幼児からの超英才教育「意外な落とし穴」の正体

成功者は早くから専門特化した人だけじゃない

理想は「タイガー・ウッズ型?」それとも「フェデラー型?」(写真:sasaki106/PIXTA)
コロナウイルスの世界的な流行に伴う混乱でもわかるように、現代はますます複雑さと不確実性を増している。それを反映するように、ビジネスでも、研究開発でも、スポーツでも、分野を狭い範囲に絞って深掘りする「超専門化」がもてはやされている。
これに警鐘を鳴らすのが、『RANGE(レンジ)知識の「幅」が最強の武器になる』の著者、デイビッド・エプスタイン氏。数々の事例や調査研究をもとに知識や経験の「幅(レンジ)」が今こそ重要であることを解き明かした本書の一部を抜粋のうえ、再編集して3回にわたってお届けする。

真似すると危険?「タイガー・ウッズ型」英才教育

「この子はほかの子とは違う」

プロゴルファー、タイガー・ウッズの父親は息子を見て思った。

生後7カ月になると、歩行器で歩くときには、おもちゃに与えたパターをどこにでも引きずっていった。そして10カ月で、子ども用ハイチェアから自分でおりては、短くしたゴルフクラブを目指して歩き、ガレージでスイングのまねをした。まだしゃべれなかったので、父親は絵を描いて、クラブをどう持つかを教えた。「小さくて話ができない頃には、パットの仕方を教えるのが難しかったよ」と、父親はのちに語った。

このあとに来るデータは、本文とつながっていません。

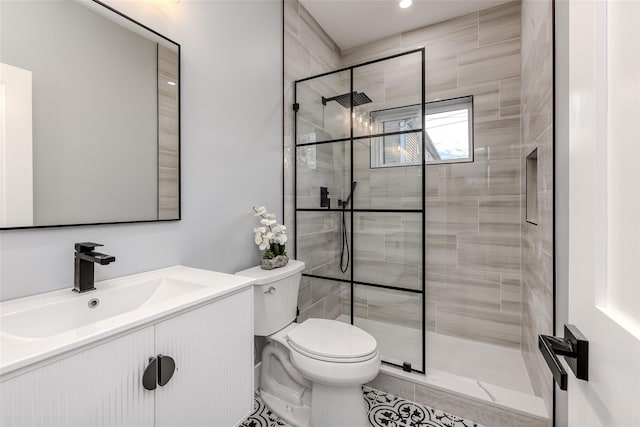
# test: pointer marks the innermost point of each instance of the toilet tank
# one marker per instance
(275, 296)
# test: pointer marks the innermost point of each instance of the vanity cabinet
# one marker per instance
(212, 385)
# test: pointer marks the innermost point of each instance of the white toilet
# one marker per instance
(312, 372)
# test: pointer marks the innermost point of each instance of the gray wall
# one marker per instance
(537, 239)
(231, 51)
(94, 112)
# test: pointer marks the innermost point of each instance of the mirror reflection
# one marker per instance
(89, 111)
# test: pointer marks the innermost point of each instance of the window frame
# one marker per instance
(381, 116)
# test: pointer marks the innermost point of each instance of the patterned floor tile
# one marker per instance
(385, 410)
(262, 416)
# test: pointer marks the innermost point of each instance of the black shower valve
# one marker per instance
(325, 201)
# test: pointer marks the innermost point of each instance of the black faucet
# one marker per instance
(85, 258)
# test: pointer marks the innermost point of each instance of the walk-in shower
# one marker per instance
(361, 229)
(404, 232)
(444, 269)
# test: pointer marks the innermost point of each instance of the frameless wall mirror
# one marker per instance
(89, 117)
(448, 130)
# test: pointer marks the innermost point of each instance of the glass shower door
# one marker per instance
(360, 201)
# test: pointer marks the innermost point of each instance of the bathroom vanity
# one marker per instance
(79, 360)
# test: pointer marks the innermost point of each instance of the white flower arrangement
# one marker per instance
(270, 236)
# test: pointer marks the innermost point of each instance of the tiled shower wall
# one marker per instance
(537, 239)
(472, 209)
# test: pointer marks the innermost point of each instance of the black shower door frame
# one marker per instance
(351, 209)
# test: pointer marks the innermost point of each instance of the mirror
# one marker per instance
(89, 117)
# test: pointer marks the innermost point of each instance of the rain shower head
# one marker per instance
(359, 98)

2歳になると、全国放送のテレビに出演して、自分の肩くらいまであるクラブを使ってボールを打った。時間をムダにしている暇はなかった。3歳になる頃には、バンカーショットの練習をさせた。父親は将来の計画を立て始めた。「この子はゴルフのために生まれてきた。息子を導くのは自分の務めだ」。その年、カリフォルニアのゴルフコース(9ホール)をスコア48、11オーバーで回った。

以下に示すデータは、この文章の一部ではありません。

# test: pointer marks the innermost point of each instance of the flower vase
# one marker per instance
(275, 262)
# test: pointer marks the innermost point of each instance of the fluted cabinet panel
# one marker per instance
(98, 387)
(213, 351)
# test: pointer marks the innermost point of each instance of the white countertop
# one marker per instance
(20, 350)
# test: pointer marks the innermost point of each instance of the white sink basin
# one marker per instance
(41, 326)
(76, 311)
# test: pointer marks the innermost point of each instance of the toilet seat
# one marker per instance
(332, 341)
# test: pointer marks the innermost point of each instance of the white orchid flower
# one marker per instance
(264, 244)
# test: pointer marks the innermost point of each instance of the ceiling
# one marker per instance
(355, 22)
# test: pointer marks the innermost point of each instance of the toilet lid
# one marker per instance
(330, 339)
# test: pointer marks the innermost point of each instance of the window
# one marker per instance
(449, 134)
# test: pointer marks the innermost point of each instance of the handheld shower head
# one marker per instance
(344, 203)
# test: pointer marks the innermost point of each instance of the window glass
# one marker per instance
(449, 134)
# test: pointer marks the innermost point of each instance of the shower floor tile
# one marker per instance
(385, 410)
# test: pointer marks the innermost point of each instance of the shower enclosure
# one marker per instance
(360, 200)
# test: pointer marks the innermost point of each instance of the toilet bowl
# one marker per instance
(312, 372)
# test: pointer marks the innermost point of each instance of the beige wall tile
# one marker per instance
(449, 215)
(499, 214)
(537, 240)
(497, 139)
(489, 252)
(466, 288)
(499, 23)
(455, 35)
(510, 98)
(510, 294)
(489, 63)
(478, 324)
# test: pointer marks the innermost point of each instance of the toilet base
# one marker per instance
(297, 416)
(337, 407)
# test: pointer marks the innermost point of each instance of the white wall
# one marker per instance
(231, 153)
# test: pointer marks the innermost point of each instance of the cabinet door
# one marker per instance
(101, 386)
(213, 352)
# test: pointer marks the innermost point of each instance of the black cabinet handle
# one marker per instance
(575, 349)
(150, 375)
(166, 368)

4歳になると、父親はタイガーを朝9時にゴルフコースまで送り、8時間後に迎えにいった。すると、息子は誰かに勝ってお金を稼いでいることもあった。8歳のとき、息子は初めて父親に勝った。スタンフォード大学に進学する頃にはすでに有名になっており、父親は息子の新たな存在意義を見いだした。「この子が、選ばれた人間であることは確かだ」。

2人目の人物は、ウッズとは対照的な道を歩んで、テニス界のトップに上り詰めた。

プロテニスプレーヤー、ロジャー・フェデラーだ。母親はテニスのコーチだったが、教えてもらったことはなかった。歩き始める頃にはボールを蹴るようになり、少し成長すると、日曜日には父親とスカッシュをした。スキーやレスリング、水泳、スケートボードもして遊んだ。ほかにも、バスケットボールやハンドボール、テニス、卓球のほか、近所の家のフェンスをネット代わりにバドミントンもやり、学校ではサッカーに熱中した。